The GC100 and Investor Group has published an updated version of its guidance to the UK Directors’ Remuneration Reporting (DRR) regulations, which are now in force.  The original document was published in September 2013, as was our alert on that version.

So, what has changed in less than two months? Well, not a great deal… and most of the amendments are helpfully signposted by footnotes.

  • There’s some useful clarification on the interaction of grandfathered provisions and the future policy table.  The guidance now states that, even if a company intends to rely on the grandfathering provisions for arrangements entered into before 27 June 2012, if remuneration may be paid under those arrangements, they must be set out in the future policy table.  This is not a surprise – the grandfathering provisions provide an exclusion from the penalties for making payments in breach of the shareholder approved policy, not an exclusion from the requirement to disclose.  Quite how the express disclosure of these items will be received by shareholders (who are of course required to vote on the table) remains to be seen, although the amendment emphasises the need to ensure appropriate dialogue with shareholders before the DRR is published.
  • Pension related benefits in the year must be disclosed as part of the single figure table – the amended guidance essentially restates the regulations’ requirements.
  • The notes to the pension disclosure must set out prospective pension entitlements, and the guidance now suggests that companies may wish to consider summarising these rights as the transfer value of the entitlement.  This would, it is hoped, make it easier for investors to compare different arrangements.  The guidance now also suggests that, if trustee or company consent is required for any earlier retirement, this should be disclosed.  Indeed, anything discretionary and “outside” of the company’s intended practice or the pension scheme’s normal practice should be highlighted.
  • The commentary around the valuation method of options which are to be included in the scenario charts has been adjusted, basically confirming that the need to value options and confirm the valuation methodology applied is relevant even where the award was originally granted as a percentage or multiple of salary.

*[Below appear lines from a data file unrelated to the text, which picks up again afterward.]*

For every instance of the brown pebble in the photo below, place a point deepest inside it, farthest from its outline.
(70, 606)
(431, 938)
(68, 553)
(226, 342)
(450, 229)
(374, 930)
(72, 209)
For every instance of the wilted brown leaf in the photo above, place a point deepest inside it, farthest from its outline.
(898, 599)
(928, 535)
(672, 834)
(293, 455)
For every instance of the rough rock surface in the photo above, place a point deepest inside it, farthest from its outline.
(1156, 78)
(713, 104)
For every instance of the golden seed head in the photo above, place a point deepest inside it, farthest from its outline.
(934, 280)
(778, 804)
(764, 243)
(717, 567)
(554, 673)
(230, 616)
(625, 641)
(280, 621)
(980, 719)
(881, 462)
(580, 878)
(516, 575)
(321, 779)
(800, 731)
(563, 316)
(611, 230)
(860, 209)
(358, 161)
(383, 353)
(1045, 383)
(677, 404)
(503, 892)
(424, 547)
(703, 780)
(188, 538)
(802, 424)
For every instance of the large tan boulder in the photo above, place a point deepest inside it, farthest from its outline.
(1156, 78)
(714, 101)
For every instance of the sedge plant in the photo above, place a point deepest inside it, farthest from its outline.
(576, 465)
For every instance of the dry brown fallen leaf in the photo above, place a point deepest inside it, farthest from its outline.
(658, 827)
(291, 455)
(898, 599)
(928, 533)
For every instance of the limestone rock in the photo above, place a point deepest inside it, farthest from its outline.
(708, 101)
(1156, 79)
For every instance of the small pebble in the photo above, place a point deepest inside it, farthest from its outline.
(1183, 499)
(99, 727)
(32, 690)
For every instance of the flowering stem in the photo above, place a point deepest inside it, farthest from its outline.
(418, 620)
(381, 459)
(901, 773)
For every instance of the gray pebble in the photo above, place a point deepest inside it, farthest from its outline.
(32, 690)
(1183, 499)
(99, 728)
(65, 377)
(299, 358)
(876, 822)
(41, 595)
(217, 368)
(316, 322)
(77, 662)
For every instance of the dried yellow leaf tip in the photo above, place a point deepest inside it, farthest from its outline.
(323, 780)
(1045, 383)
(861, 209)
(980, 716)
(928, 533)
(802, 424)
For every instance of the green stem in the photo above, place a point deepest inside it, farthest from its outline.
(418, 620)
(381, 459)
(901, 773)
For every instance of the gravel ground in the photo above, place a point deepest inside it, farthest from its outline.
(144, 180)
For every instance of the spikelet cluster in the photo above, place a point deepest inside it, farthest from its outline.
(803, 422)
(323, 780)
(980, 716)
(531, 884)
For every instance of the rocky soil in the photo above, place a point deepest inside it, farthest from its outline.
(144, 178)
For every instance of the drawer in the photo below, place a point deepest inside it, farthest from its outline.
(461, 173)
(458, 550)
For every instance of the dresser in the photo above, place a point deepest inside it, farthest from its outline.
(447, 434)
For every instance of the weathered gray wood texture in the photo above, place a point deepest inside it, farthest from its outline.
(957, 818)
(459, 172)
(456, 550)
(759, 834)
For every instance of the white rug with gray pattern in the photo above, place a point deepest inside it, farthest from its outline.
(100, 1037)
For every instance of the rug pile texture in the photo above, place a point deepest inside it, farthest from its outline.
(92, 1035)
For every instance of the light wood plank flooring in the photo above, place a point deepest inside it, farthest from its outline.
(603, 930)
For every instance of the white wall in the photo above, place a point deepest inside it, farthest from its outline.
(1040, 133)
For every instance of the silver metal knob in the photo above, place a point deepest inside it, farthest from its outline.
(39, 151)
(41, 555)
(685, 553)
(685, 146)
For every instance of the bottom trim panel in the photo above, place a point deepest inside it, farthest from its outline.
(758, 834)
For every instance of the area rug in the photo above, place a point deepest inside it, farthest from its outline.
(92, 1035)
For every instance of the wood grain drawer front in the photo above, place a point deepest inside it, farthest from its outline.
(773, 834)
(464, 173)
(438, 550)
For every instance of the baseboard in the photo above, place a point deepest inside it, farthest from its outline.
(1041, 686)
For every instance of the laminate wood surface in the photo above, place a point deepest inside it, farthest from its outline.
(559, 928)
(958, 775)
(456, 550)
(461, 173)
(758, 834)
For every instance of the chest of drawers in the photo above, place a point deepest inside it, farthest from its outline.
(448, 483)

There’s also been a slight tweak to the introduction (essentially explaining the background to the regulations) and a few extra words have been added to explain the regulations’ position as to share awards (in respect of performance periods and “vesting date”).  Other than an update to the job title of one of the Corporate Governance Forum members, that’s it – in short, nothing that will disturb or concern readers who are already well into DRR drafting season.